Queueing Theory

Queueing theory mathematically models waiting lines (queues). It is fundamental to capacity planning, performance engineering, and system design in computer science.

Basic Concepts

A queueing system consists of:

Arrivals: Customers/requests arriving over time
Service: Processing of customers by servers
Queue: Buffer where customers wait
Discipline: Rule for selecting the next customer (FIFO, LIFO, priority, etc.)

Performance Metrics

λ: Arrival rate (customers per unit time)
μ: Service rate (customers per unit time per server)
ρ = λ/(sμ): Utilization (fraction of time servers are busy), s = number of servers
L: Average number of customers in the system (queue + service)
Lq: Average number of customers in the queue (waiting)
W: Average time in the system (waiting + service)
Wq: Average time in the queue (waiting only)
P₀: Probability system is empty

Stability condition: ρ < 1. If ρ ≥ 1, the queue grows without bound.

Kendall Notation

Queues are described by A/B/s/K/N/D:

Position	Meaning	Common Values
A	Arrival process	M (Markovian/Poisson), D (deterministic), G (general)
B	Service distribution	M, D, G
s	Number of servers	1, 2, ..., ∞
K	System capacity	∞ (default, omitted)
N	Population size	∞ (default, omitted)
D	Queue discipline	FIFO (default, omitted)

M = Memoryless = exponential inter-arrival/service times.

Common models: M/M/1, M/M/c, M/G/1, M/D/1, G/G/1.

Little's Law

The most important result in queueing theory:

L = λW

L = average number in system
λ = average arrival rate
W = average time in system

Similarly: Lq = λWq.

And: W = Wq + 1/μ (total time = waiting time + service time).

Remarkably general: Holds for any queueing system in steady state, regardless of arrival distribution, service distribution, number of servers, or queue discipline.

Example: A web server handles λ = 100 requests/sec with average response time W = 50ms.

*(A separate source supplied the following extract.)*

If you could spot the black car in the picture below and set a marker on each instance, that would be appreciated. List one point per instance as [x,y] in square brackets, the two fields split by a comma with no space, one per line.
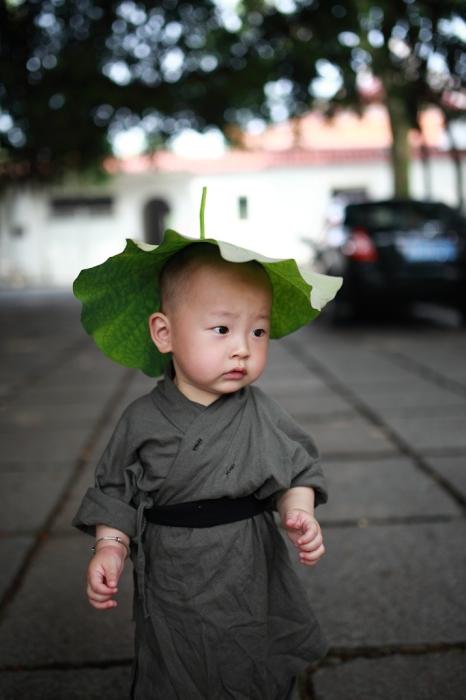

Average requests in the system: L = 100 × 0.05 = 5.

M/M/1 Queue

The simplest non-trivial queue. Poisson arrivals (rate λ), exponential service (rate μ), single server.

Steady-State Results

ρ = λ/μ                    (utilization)
P₀ = 1 - ρ                 (probability system is empty)
Pₙ = (1-ρ)ρⁿ              (probability of n customers — geometric!)
L = ρ/(1-ρ) = λ/(μ-λ)     (average number in system)
Lq = ρ²/(1-ρ) = λ²/(μ(μ-λ))  (average number in queue)
W = 1/(μ-λ)                (average time in system)
Wq = ρ/(μ-λ) = λ/(μ(μ-λ))   (average waiting time)

Key Observations

As ρ → 1, L → ∞ and W → ∞ (system becomes overwhelmed)
At ρ = 0.5: L = 1, W = 2/μ
At ρ = 0.9: L = 9, W = 10/μ
At ρ = 0.99: L = 99, W = 100/μ

The nonlinearity near ρ = 1 is critical: Going from 90% to 99% utilization increases latency by 10×. This is why systems should not be run near full capacity.

Response Time Distribution

The time in system T follows an exponential distribution:

P(T > t) = e^(-(μ-λ)t)

Percentiles: p99 = -ln(0.01)/(μ-λ) ≈ 4.6 × mean.

M/M/c Queue

Poisson arrivals (rate λ), exponential service (rate μ), c servers.

ρ = λ/(cμ)     (per-server utilization, must be < 1)

Erlang C Formula

Probability that an arriving customer must wait:

C(c, λ/μ) = P(wait) = [1/(1-ρ)] · (cρ)^c/c! / [Σₖ₌₀^(c-1) (cρ)^k/k! + (cρ)^c/(c!(1-ρ))]

Performance Metrics

Wq = C(c, λ/μ) / (cμ - λ)
W = Wq + 1/μ
Lq = λWq
L = λW

Pooling effect: One queue feeding c servers (M/M/c) outperforms c separate M/M/1 queues. Pooling always reduces average waiting time.

M/G/1 Queue

Poisson arrivals, general service distribution (only mean 1/μ and variance σ² needed), single server.

Pollaczek-Khinchine Formula

Lq = ρ²(1 + C²_s) / (2(1-ρ))

where C²_s = σ²μ² is the squared coefficient of variation of service time.

Wq = Lq/λ
W = Wq + 1/μ
L = λW

Insight: Higher service time variability (larger C²_s) → longer queues. This is why consistent performance (low variance) matters more than just fast average performance.

Service Distribution	C²_s	Lq
Deterministic (M/D/1)	0	ρ²/(2(1-ρ))
Exponential (M/M/1)	1	ρ²/(1-ρ)
Hyperexponential	> 1	Even worse

M/D/1 has half the queue length of M/M/1 at the same utilization!

Birth-Death Processes

A continuous-time Markov chain where transitions only occur between adjacent states (n → n+1 or n → n-1).

Birth rates: λₙ (rate of arrival when n customers present) Death rates: μₙ (rate of departure when n customers present)

Balance equations: λₙPₙ = μₙ₊₁Pₙ₊₁.

Steady-state: Pₙ = P₀ · Πₖ₌₀^(n-1) λₖ/μₖ₊₁, where P₀ = 1 / Σ Πₖ₌₀^(n-1) λₖ/μₖ₊₁.

M/M/1, M/M/c, M/M/1/K are all birth-death processes with specific λₙ, μₙ.

Erlang Formulas

Erlang B (M/M/c/c — Loss System)

No queue — customers arriving when all c servers are busy are lost (blocked).

Blocking probability (Erlang B formula):

B(c, A) = (A^c/c!) / Σₖ₌₀^c (A^k/k!)

where A = λ/μ is the offered load (in Erlangs).

Application: Telephone networks (blocked calls are dropped).

Erlang C (M/M/c — Delay System)

Customers arriving when all servers are busy wait in queue.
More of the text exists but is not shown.